Rollouts planning with latent space priors on a single-goal navigation task. We also visualize the results from every 4th planning step below each video. The black dot marks the agent position, the goal is shown in blue. Orange lines depict the actual (future) trajectory of the robot, the selected plan is highlighted in red. A sample of other candidate plans is shown in grey. Note that plans (decoded latent state priors) contain full pose information; we show the X/Y positions only here.

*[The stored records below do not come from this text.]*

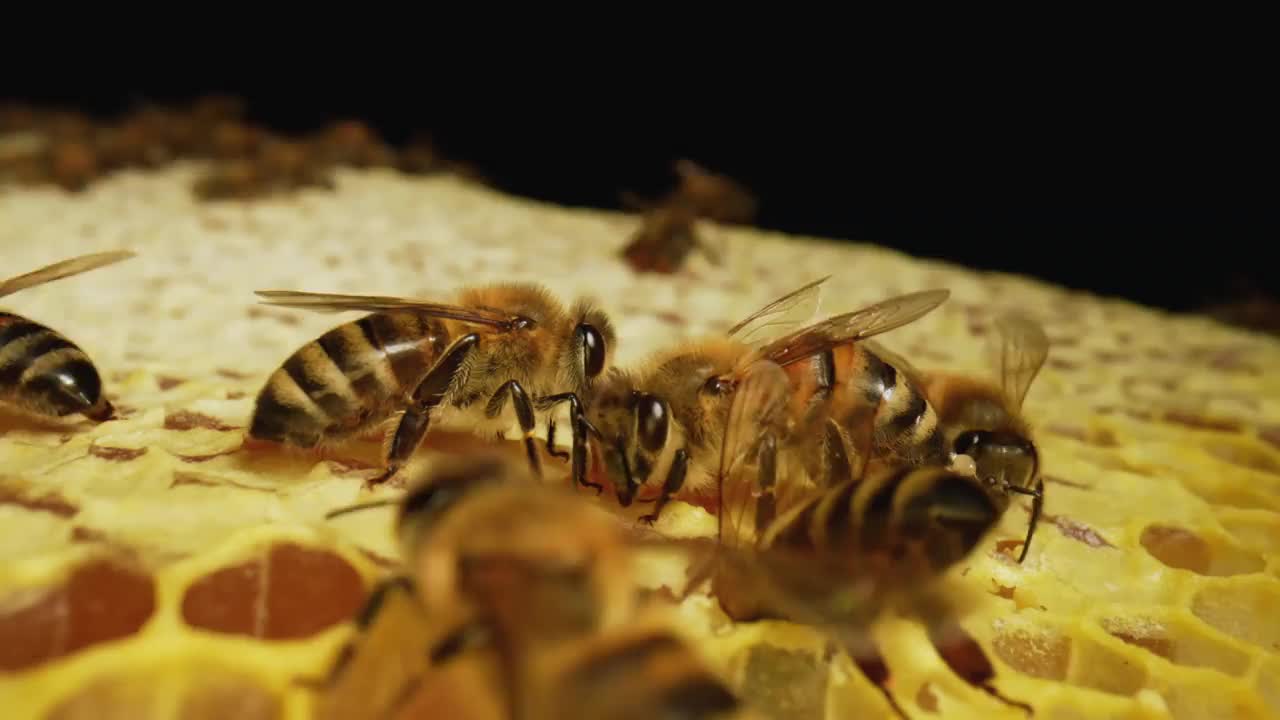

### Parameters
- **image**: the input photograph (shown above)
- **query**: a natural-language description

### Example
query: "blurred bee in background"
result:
[622,160,756,273]
[588,278,950,515]
[248,284,617,484]
[313,454,739,720]
[0,250,134,423]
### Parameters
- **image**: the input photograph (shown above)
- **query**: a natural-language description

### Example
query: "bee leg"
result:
[370,333,480,484]
[485,380,543,478]
[538,392,604,496]
[547,418,570,460]
[755,433,778,537]
[1014,478,1044,564]
[640,447,689,525]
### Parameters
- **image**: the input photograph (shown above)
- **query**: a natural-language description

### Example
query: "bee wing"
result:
[257,290,518,327]
[717,361,791,546]
[748,290,951,365]
[0,250,136,297]
[724,275,831,345]
[987,313,1048,407]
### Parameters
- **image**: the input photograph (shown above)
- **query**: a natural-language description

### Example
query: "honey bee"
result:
[0,250,134,423]
[622,160,756,273]
[248,284,617,484]
[313,454,737,720]
[589,278,1048,562]
[680,361,1029,715]
[586,278,950,515]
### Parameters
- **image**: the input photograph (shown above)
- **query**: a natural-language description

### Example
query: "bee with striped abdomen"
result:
[320,454,737,720]
[622,160,758,274]
[248,284,616,483]
[0,250,134,423]
[589,278,1048,562]
[675,363,1028,716]
[588,278,948,523]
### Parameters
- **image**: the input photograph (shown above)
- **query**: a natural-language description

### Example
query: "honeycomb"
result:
[0,164,1280,720]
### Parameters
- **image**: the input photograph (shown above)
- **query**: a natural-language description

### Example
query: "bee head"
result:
[952,430,1039,489]
[567,301,617,386]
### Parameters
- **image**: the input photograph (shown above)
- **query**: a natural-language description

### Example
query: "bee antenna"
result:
[324,500,401,520]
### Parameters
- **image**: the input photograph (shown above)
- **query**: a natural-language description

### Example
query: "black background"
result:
[0,65,1280,311]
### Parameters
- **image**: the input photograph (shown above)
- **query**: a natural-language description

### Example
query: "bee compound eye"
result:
[952,430,987,456]
[577,323,605,378]
[636,395,671,452]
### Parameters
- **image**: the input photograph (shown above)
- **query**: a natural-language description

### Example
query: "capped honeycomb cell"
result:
[992,626,1071,680]
[1101,616,1252,675]
[1219,509,1280,557]
[1138,524,1266,575]
[1068,634,1148,696]
[0,557,156,671]
[1192,577,1280,652]
[182,543,365,639]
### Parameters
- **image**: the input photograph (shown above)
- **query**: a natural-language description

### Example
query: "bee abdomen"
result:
[863,348,943,465]
[0,313,102,416]
[250,313,445,448]
[899,468,1000,570]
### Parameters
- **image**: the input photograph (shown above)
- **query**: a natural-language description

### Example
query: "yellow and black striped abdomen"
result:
[532,629,741,720]
[829,343,947,466]
[250,313,449,448]
[0,313,114,421]
[764,466,1004,573]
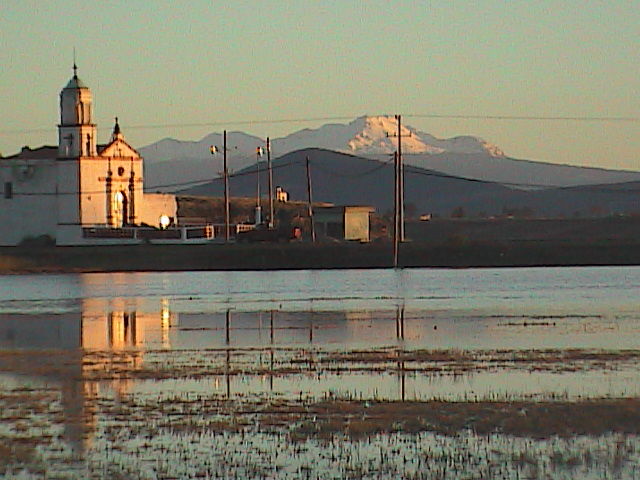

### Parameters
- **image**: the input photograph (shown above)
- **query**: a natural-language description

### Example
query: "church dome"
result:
[64,74,89,90]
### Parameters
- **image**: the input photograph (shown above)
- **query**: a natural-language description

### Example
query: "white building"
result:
[0,65,185,246]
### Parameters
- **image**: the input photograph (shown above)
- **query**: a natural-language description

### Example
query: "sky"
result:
[0,0,640,170]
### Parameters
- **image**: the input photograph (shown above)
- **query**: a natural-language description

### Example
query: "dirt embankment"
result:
[0,241,640,273]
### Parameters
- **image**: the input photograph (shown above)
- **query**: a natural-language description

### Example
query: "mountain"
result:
[273,116,504,157]
[139,116,640,191]
[138,132,264,192]
[182,149,640,217]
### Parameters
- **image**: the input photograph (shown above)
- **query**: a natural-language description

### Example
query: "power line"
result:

For AntMaze, we pre-train low-level policies and latent space priors on the D4RL offline dataset and train high-level policies in a dense-reward setting. After 2M samples, all methods integrating the latent space prior solve the task. Without the prior (left), further training is required to reach the goal reliably. Videos are recorded in 2x real-time.

The low-level policy and prior obtained from the medium-sized maze above are transfer well on the larger maze. The rollouts below are again obtained after 2M samples of high-level policy learning. Without a prior, this task cannot be solved even within 10M samples.


For the FrankaKitchen environment, low-level policies and latent space priors are trained on the corresponding D4RL offline dataset. A challenge in this environment is sensor noise applied to observations. Using the prior for temporaly abstraction is the only method that can achieve the maximum return. Both the exploration and the regularization approach do not provide significant benefits over not using the prior.